I know the American people are much attached to their government; I know they would suffer much for its sake; I know they would endure evils long and patiently before they would ever think of exchanging it for another,—yet, notwithstanding all this, if the laws be continually despised and disregarded, if their rights to be secure in their persons and property are held by no better tenure than the caprice of a mob, the alienation of their affections from the government is the natural consequence; and to that, sooner or later, it must come.

Here, then, is one point at which danger may be expected.

The question recurs, How shall we fortify against it? The answer is simple. Let every American, every lover of liberty, every well-wisher to his posterity swear by the blood of the Revolution never to violate in the least particular the laws of the country, and never to tolerate their violation by others. As the patriots of seventy-six did to the support of the Declaration of Independence, so to the support of the Constitution and laws let every American pledge his life, his property, and his sacred honor. Let every man remember that to violate the law is to trample on the blood of his father, and to tear the charter of his own and his children's liberty. Let reverence for the laws be breathed by every American mother to the lisping babe that prattles on her lap; let it be taught in schools, in seminaries, and in colleges; let it be written in primers, spelling books, and in almanacs; let it be preached from the pulpit, proclaimed in legislative halls, and enforced in courts of justice. And, in short, let it become the political religion of the nation; and let the old and the young, the rich and the poor, the grave and the gay of all sexes and tongues and colors and conditions, sacrifice unceasingly upon its altars.

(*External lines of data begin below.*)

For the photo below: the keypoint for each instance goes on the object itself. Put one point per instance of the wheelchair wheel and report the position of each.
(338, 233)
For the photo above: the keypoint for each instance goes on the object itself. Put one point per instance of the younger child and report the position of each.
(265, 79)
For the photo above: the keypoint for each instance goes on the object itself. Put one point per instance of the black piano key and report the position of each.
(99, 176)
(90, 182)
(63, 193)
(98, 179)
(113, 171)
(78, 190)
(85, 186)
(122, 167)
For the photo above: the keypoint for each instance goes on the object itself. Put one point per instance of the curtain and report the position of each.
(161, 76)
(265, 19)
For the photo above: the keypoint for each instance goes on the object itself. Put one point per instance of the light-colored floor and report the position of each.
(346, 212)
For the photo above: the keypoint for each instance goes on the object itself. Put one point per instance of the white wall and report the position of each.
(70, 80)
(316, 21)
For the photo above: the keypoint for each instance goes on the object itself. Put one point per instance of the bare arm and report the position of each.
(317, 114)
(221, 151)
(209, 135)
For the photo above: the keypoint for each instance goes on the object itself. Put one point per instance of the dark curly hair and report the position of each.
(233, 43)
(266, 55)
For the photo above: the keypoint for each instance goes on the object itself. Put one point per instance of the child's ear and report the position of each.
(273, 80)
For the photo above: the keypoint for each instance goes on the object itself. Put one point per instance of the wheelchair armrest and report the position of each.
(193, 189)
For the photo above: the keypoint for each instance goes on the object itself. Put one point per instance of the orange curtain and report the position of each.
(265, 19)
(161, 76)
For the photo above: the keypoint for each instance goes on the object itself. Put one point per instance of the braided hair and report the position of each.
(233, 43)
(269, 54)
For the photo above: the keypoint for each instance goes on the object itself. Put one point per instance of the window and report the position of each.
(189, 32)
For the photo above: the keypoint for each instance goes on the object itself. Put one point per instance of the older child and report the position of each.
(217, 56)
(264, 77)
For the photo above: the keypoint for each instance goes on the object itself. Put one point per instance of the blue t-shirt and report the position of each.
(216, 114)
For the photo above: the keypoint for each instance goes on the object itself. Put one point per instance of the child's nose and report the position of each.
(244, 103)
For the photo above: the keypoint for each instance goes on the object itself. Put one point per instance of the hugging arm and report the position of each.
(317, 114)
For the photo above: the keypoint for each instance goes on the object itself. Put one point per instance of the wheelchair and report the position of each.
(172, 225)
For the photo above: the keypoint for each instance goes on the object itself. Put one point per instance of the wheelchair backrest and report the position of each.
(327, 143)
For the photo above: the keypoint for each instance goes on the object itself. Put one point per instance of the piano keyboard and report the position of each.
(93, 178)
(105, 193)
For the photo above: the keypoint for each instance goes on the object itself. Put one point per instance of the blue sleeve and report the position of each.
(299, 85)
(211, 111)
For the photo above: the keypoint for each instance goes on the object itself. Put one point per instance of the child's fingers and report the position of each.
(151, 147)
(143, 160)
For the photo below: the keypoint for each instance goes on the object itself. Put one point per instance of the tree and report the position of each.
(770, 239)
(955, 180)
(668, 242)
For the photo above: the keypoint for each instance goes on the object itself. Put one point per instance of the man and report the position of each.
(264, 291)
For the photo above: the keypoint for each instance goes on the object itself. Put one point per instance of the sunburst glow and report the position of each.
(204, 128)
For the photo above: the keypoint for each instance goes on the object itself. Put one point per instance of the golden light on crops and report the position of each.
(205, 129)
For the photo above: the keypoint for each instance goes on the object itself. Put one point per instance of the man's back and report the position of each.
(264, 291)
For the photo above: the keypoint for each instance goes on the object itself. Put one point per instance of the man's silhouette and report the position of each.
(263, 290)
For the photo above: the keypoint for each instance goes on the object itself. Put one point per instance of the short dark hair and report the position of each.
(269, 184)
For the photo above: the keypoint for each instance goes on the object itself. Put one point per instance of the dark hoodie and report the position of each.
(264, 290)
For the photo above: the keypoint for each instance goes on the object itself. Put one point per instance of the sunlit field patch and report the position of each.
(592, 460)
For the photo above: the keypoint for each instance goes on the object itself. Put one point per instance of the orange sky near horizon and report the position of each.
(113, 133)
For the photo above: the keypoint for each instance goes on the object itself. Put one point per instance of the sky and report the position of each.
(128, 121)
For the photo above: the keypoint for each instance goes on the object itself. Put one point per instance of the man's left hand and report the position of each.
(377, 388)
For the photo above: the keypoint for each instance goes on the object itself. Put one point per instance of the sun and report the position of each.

While ever a state of feeling such as this shall universally or even very generally prevail throughout the nation, vain will be every effort, and fruitless every attempt, to subvert our national freedom.

When, I so pressingly urge a strict observance of all the laws, let me not be understood as saying there are no bad laws, or that grievances may not arise for the redress of which no legal provisions have been made. I mean to say no such thing. But I do mean to say that although bad laws, if they exist, should be repealed as soon as possible, still, while they continue in force, for the sake of example they should be religiously observed. So also in unprovided cases. If such arise, let proper legal provisions be made for them with the least possible delay, but till then let them, if not too intolerable, be borne with.

There is no grievance that is a fit object of redress by mob law. In any case that may arise, as, for instance, the promulgation of abolitionism, one of two positions is necessarily true—that is, the thing is right within itself, and therefore deserves the protection of all law and all good citizens, or it is wrong, and therefore proper to be prohibited by legal enactments; and in neither case is the interposition of mob law either necessary, justifiable, or excusable.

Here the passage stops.